Moreover, a supportive learning environment that encourages collaboration, feedback, and open communication between faculty and students can foster the development of SDL skills. Medical educators should play a proactive role in facilitating group discussions, encouraging peer-to-peer learning, and providing timely feedback on students’ learning progress.[17]

Limitation and recommendation

The present study has the following set of limitations. This study was conducted in urban Chennai, and the results may not be generalizable to other settings or populations. Further research should be conducted in diverse contexts and among different student populations to better understand the factors that contribute to the development of SDL abilities in medical education. This study relies on students’ self-reporting of their SDL abilities using the SDLI instrument, which may introduce a certain degree of bias. Students might overestimate or underestimate their skills based on their perceptions, leading to inaccuracies in the results. Future studies could incorporate additional assessment methods, such as peer evaluations or objective measures of students’ SDL skills, to validate and complement the self-reported data. The cross-sectional design of the study only provides a snapshot of the participants’ SDL abilities at a single point in time. It does not allow for the examination of the development or changes in SDL skills over time or in response to specific interventions. Longitudinal studies with repeated assessments at various time points throughout the medical curriculum would provide a more comprehensive understanding of the factors influencing the growth and development of SDL abilities among medical students.
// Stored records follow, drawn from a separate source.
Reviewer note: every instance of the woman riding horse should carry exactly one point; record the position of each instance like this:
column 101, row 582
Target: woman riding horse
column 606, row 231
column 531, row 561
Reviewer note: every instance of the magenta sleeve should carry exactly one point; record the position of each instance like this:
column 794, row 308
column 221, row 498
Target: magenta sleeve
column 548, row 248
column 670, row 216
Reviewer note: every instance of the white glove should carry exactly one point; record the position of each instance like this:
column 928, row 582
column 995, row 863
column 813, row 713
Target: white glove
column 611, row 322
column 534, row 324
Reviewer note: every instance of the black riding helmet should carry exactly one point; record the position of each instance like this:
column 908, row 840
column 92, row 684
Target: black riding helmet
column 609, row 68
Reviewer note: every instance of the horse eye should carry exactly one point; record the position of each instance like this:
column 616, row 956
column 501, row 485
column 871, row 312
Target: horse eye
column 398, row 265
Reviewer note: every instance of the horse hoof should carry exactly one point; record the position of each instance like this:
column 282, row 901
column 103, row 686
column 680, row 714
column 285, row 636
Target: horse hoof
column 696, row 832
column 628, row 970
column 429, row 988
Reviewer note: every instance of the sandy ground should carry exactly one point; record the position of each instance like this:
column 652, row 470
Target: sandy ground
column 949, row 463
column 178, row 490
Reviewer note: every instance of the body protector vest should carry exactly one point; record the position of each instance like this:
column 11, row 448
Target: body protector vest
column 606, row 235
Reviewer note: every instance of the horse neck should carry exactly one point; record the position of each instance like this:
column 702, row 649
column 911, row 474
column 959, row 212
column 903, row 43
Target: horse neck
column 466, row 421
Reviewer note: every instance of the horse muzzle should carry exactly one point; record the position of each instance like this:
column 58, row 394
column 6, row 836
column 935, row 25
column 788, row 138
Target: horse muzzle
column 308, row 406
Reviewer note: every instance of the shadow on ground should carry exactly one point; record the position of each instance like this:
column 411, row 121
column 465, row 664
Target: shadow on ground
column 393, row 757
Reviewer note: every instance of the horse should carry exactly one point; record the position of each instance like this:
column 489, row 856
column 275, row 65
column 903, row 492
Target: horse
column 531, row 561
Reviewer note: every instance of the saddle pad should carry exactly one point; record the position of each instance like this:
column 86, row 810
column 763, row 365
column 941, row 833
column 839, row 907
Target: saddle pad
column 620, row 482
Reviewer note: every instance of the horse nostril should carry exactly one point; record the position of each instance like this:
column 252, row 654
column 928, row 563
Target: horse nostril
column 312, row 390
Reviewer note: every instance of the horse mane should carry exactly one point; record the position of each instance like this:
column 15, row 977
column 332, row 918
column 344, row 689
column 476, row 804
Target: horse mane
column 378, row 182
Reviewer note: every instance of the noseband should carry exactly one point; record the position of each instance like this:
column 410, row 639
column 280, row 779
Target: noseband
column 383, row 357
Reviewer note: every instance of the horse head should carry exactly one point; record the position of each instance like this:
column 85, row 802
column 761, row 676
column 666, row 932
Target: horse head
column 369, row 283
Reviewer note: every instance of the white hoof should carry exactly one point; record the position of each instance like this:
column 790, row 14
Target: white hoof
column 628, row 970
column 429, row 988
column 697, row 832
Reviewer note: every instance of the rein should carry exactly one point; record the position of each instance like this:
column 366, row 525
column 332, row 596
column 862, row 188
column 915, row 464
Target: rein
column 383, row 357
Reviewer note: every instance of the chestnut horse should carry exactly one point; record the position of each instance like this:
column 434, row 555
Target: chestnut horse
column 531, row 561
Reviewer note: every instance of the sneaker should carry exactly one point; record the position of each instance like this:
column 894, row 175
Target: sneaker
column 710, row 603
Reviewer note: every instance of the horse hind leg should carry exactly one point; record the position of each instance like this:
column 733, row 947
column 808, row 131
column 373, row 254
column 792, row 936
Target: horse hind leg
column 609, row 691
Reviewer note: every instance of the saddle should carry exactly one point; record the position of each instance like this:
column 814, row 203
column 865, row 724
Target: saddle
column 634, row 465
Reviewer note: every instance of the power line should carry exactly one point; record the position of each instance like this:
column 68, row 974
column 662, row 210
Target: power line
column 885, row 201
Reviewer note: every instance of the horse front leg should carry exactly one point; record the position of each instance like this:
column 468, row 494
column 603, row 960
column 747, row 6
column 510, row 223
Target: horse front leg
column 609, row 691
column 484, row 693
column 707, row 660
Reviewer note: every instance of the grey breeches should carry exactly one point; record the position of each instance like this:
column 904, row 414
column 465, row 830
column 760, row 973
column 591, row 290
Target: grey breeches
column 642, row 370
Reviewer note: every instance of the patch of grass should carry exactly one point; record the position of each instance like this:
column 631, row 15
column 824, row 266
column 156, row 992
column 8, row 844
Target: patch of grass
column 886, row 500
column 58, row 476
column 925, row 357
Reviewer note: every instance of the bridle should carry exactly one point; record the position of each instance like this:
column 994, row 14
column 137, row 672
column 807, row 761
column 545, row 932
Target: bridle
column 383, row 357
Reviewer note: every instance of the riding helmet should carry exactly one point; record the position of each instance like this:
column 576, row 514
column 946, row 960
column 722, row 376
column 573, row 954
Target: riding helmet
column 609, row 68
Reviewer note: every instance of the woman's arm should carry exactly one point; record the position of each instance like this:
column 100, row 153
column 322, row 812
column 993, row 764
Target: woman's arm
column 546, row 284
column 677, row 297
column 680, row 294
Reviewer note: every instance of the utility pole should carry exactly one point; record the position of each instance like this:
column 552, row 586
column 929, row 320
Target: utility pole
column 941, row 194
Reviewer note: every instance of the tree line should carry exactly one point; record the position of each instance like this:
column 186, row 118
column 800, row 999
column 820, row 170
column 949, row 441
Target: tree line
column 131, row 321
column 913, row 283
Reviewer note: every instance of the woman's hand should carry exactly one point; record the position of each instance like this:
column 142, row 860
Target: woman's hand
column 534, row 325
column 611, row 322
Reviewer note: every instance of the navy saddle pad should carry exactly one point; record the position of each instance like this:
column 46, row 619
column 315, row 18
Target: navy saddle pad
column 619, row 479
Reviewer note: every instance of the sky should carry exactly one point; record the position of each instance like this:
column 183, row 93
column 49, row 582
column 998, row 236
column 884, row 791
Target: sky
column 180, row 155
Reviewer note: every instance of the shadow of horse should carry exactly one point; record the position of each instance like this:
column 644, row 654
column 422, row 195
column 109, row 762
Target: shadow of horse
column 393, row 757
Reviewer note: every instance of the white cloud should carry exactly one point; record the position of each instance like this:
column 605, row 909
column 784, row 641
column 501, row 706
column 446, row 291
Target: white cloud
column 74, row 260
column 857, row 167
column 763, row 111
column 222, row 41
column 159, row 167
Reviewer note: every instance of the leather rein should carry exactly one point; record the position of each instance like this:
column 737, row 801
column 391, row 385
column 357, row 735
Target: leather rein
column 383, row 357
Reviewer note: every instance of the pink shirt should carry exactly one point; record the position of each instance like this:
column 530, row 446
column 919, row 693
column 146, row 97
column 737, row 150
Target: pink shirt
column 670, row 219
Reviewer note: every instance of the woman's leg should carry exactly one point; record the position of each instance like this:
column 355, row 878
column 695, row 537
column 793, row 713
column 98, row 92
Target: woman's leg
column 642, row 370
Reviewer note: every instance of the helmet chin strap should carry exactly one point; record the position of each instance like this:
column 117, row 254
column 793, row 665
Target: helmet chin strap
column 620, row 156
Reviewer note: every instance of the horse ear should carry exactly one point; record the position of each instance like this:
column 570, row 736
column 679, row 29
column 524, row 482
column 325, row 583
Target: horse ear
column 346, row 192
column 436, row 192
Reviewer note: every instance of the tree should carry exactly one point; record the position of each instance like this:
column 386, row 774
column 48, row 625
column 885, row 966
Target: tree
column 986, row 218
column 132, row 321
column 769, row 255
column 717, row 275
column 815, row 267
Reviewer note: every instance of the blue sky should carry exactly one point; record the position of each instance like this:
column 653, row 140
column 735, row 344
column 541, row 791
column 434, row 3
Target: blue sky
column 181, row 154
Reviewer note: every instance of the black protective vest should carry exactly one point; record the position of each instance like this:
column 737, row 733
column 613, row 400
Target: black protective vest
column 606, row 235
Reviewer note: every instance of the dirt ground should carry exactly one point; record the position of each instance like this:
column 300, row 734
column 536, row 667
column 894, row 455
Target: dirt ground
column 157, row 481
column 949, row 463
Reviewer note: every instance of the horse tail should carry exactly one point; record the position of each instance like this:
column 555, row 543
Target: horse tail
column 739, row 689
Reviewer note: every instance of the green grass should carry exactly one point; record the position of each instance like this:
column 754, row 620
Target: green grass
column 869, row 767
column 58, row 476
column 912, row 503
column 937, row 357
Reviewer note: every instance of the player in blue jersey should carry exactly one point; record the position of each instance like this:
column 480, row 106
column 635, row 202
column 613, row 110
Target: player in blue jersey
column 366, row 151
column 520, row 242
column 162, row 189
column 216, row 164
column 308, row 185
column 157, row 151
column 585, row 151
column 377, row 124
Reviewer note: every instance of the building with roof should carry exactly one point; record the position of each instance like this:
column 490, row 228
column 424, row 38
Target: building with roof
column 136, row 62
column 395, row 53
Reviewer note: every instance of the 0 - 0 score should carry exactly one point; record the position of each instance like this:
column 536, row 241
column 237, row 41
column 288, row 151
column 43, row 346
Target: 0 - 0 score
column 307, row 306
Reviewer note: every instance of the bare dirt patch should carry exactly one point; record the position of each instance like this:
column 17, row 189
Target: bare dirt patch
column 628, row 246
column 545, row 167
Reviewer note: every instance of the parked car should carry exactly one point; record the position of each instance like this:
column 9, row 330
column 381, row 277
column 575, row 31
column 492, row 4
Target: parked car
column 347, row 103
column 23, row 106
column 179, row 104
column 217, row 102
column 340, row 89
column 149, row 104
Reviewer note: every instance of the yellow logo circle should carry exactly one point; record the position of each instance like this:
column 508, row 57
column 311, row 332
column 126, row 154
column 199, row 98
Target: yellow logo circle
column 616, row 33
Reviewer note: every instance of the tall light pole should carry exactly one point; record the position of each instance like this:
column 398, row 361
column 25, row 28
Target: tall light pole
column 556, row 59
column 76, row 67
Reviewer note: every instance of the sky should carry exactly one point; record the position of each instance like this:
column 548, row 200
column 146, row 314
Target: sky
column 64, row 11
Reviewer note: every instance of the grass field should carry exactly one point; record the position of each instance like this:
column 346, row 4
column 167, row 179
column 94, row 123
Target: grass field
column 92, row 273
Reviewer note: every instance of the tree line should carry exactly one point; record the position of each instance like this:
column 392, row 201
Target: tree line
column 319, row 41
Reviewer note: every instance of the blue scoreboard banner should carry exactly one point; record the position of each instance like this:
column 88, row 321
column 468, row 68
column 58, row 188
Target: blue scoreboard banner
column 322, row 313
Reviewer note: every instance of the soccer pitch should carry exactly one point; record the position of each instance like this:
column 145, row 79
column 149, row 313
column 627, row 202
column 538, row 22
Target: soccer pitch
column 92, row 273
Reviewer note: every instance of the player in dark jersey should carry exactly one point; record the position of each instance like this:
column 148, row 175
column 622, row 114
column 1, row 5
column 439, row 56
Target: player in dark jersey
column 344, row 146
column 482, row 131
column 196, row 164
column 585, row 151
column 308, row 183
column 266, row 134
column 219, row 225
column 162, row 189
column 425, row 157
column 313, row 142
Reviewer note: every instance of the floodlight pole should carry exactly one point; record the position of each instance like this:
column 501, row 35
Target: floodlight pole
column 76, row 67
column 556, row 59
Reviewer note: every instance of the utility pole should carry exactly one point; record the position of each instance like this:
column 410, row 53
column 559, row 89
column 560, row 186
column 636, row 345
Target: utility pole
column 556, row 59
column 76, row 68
In addition, the use of technology in medical education has seen a significant rise in recent years. The integration of online resources, e-learning platforms, and mobile applications can support self-directed learning by providing students with easy access to a vast array of learning materials and tools. Future studies can explore the impact of incorporating technology-enhanced learning methods on the SDL abilities of medical students.

Lastly, the role of faculty development in promoting self-directed learning should not be overlooked. Educators should be equipped with the necessary knowledge, skills, and attitudes to foster SDL in their students. Faculty development programs can offer training on various teaching methodologies, assessment techniques, and student-centered approaches that encourage the development of SDL skills in medical students.

Conclusion

In conclusion, our study provides valuable insights into the self-directed learning abilities of medical undergraduates in urban Chennai. The findings highlight the importance of fostering SDL skills in medical education to better prepare students for the challenges of the medical profession. Medical educators should focus on addressing the challenges faced by students in the planning and implementation domain, leveraging technology-enhanced learning methods, and investing in faculty development to effectively promote self-directed learning in medical education. By doing so, we can ensure the development of medical professionals who are not only competent but also adaptive and responsive to the dynamic nature of the healthcare landscape.

Financial support and sponsorship

Nil.

Conflicts of interest

There are no conflicts of interest.

Acknowledgment

We are grateful to all the students who dedicated their time to take part in the study, HOD of the Department of Community Medicine, and Dean of the SRM Medical College, for giving the platform to conduct this study.